It was nice and blissfully cool today. For the middle of June, that was so damned nice. Especially for me, given that I'm still in recovery mode. The really hot days have been rough on me and this reprieve of weather has been nice. I did both walks today and took out trash without any problems or the feeling that I was about to die. Yay.
I talked to a woman I know who has been dealing with cancer and recovery for a while now. She asked me how I was doing and I told her the truth . . . which is that I have some good moments and a lot of really NOT good moments. She told me to that it took her a year to feel like herself again. It was best to just be patient.
I know that she meant this in terms of how I feel physically, and in that way, I think she's right. It will probably take me quite a while to feel like I have strength again. It will take a while for my body to feel like it wasn't violated. It will take a while for my body to accept the terms and conditions under which it now functions.

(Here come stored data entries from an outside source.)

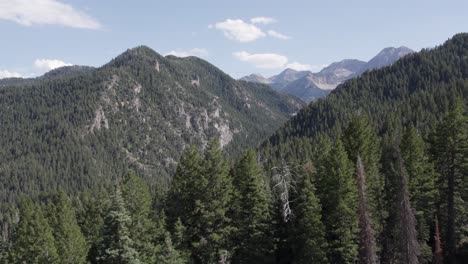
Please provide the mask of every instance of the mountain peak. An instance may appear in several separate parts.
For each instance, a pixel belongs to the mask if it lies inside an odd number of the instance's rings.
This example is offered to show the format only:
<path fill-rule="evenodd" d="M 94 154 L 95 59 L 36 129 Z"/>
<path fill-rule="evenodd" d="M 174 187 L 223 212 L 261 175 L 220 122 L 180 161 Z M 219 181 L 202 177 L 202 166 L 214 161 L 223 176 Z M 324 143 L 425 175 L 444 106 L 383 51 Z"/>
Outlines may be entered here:
<path fill-rule="evenodd" d="M 254 82 L 254 83 L 264 83 L 264 84 L 270 83 L 270 81 L 267 78 L 263 77 L 261 74 L 256 74 L 256 73 L 244 76 L 240 78 L 239 80 L 246 81 L 246 82 Z"/>
<path fill-rule="evenodd" d="M 108 65 L 122 66 L 135 61 L 147 61 L 153 64 L 157 59 L 161 58 L 164 57 L 150 47 L 140 45 L 127 49 L 125 52 L 111 60 Z"/>
<path fill-rule="evenodd" d="M 401 57 L 404 57 L 408 54 L 414 53 L 414 50 L 401 46 L 399 48 L 395 47 L 387 47 L 381 50 L 377 55 L 375 55 L 369 62 L 367 63 L 365 70 L 372 70 L 372 69 L 377 69 L 381 68 L 387 65 L 390 65 L 400 59 Z"/>

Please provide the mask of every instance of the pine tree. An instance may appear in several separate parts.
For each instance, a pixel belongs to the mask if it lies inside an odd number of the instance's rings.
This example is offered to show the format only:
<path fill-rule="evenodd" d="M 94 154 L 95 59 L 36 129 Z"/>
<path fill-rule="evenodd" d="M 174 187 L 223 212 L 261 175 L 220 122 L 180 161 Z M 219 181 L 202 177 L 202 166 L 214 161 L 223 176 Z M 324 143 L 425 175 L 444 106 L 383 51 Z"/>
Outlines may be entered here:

But I am not the same as I was before. My life is altered. There are times when I see myself in the mirror and I don't even look like the same person. I need to start coming to terms with what this means for me, how this is going to impact where I go from now on.
In the traditional sense, the life cycle of a woman was seen in three parts. There was the Maiden, the young, innocent girl. There was the Mother, creative, productive, strong and responsible. And there was the Crone, the later stages of life, wisdom, aging, and preparation for death. Later on, other aspects were added to round this out, as these three seemed to define women only by their state of sexuality. The Warrior, who protected others (and herself), for instance.
The thing is, if I look at just the basic triple archetype, I realize I've basically skipped a step. I never became the Mother. I don't just mean in terms of not having kids. I really wasn't any of it. Even though I'm a highly creative person, the only thing I've managed to produce are some yarn projects and this blog. And now, at 40, I'm becoming the Crone. A young Crone with very little wisdom. It's going to be a strange process.
I think it's time to move away from writing about my recovery. I'll still touch on it, because it's still important to me and there are things left to happen (like radiation). I think I need to start exploring how I define ME now. I need to transition from who I was to who I am. It's time to make a new journey.